Client mode keeps the EKV API but does not start SQLite, replication, GC, or
blue-green machinery on that node.

- Eventual reads become remote reads against the selected voter.
- `wait_for_route` can hold startup until a backend route is selected.
- `wait_for_quorum` can additionally hold startup until that backend reports CAS quorum reachable.
- `scan/2` and `keys/2` still return Elixir streams, but are backed by paged RPC.
- `subscribe/2` works in client mode; client subscribers are delivered cluster-wide.
- Routing, subscriptions, and shutdown coordination use an EKV-instance-specific
  `:pg` scope, so multiple EKV instances can share a cluster without mixing
  control traffic.
- After backend failover, eventual reads may observe an older replica view.
  Use `consistent: true` when freshness matters.

### Observer mode

Observer mode is for nodes that should keep a full local durable replica and
low-latency eventual reads locally, but should not increase the CAS voter set.

- Observers start SQLite, replication, GC, subscriptions, and anti-entropy.
- Eventual reads and eventual writes stay local on the observer.
- CAS reads and writes route to voters selected by `region_routing`.
- Successful observer CAS calls apply the committed result locally before
  replying, so immediate local eventual read-your-CAS-writes is preserved.
- Observers do not count toward CAS quorum, and clients do not route to them.
- `{:error, :unconfirmed}` on an observer still means "do a consistent read
  before trusting local eventual state"; the ambiguity may be remote CAS
  outcome or local observer visibility.

## How It Works

### Storage

Each shard has a single SQLite database (WAL mode) as its sole storage layer — no data is held in memory so your dataset is not bound by available system memory.

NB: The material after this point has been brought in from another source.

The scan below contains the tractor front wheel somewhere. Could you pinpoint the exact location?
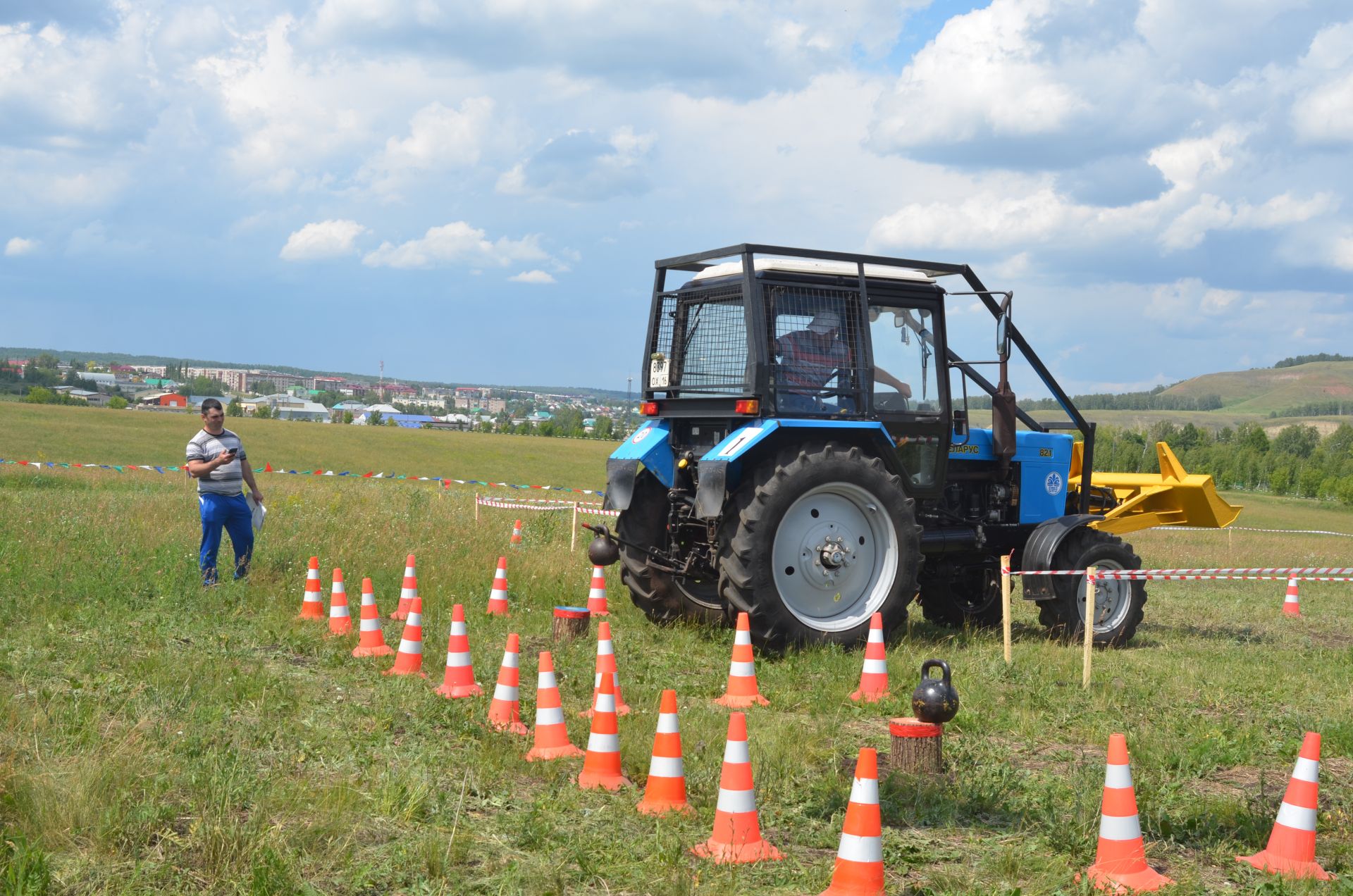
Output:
[719,442,920,651]
[616,470,724,626]
[1038,526,1146,647]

Normal writes go through the shard GenServer and atomically update current state plus retained replay history in a single NIF call. Replay rows use a deduplicated `kv_keyrefs` dictionary so `kv_oplog` does not repeat full key strings on every version, and full sync rebuilds `kv` without seeding replay history on the receiver. Reads go directly to SQLite via per-scheduler read connections stored in `persistent_term`.

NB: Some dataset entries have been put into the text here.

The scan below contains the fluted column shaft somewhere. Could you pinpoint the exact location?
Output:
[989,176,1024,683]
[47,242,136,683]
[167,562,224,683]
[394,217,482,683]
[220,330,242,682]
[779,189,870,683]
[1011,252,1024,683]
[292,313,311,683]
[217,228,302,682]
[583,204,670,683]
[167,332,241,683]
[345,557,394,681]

Data survives restarts automatically since SQLite is the source of truth.

### Replication

Every write is broadcast to the counterpart shard on all connected members. Member
discovery is self-contained by monitoring connected Erlang nodes going up
and down. Client routing, client subscriptions, and shutdown coordination are
separate and use an EKV-instance-specific `:pg` scope.

*Note: Node connection is left up to the user, ie either explicit `Node.connect/1`/`sys.config`, or using a library like `DNSCluster`, or `libcluster`.

When a node connects (or reconnects), each shard pair exchanges a handshake. Based on high-water marks (HWMs), they decide:

- **Delta sync** if the oplog still has entries since the member's last known position (efficient for brief disconnects).
- **Relayed delta** if a member is behind on some third-party origin that is currently down but a live peer still retains that origin stream.
- **Full sync** if the oplog has been truncated past that point or the member is new (sends all live entries + recent tombstones; expired rows are omitted). Full sync rebuilds `kv` on the receiver but does not seed `kv_oplog`.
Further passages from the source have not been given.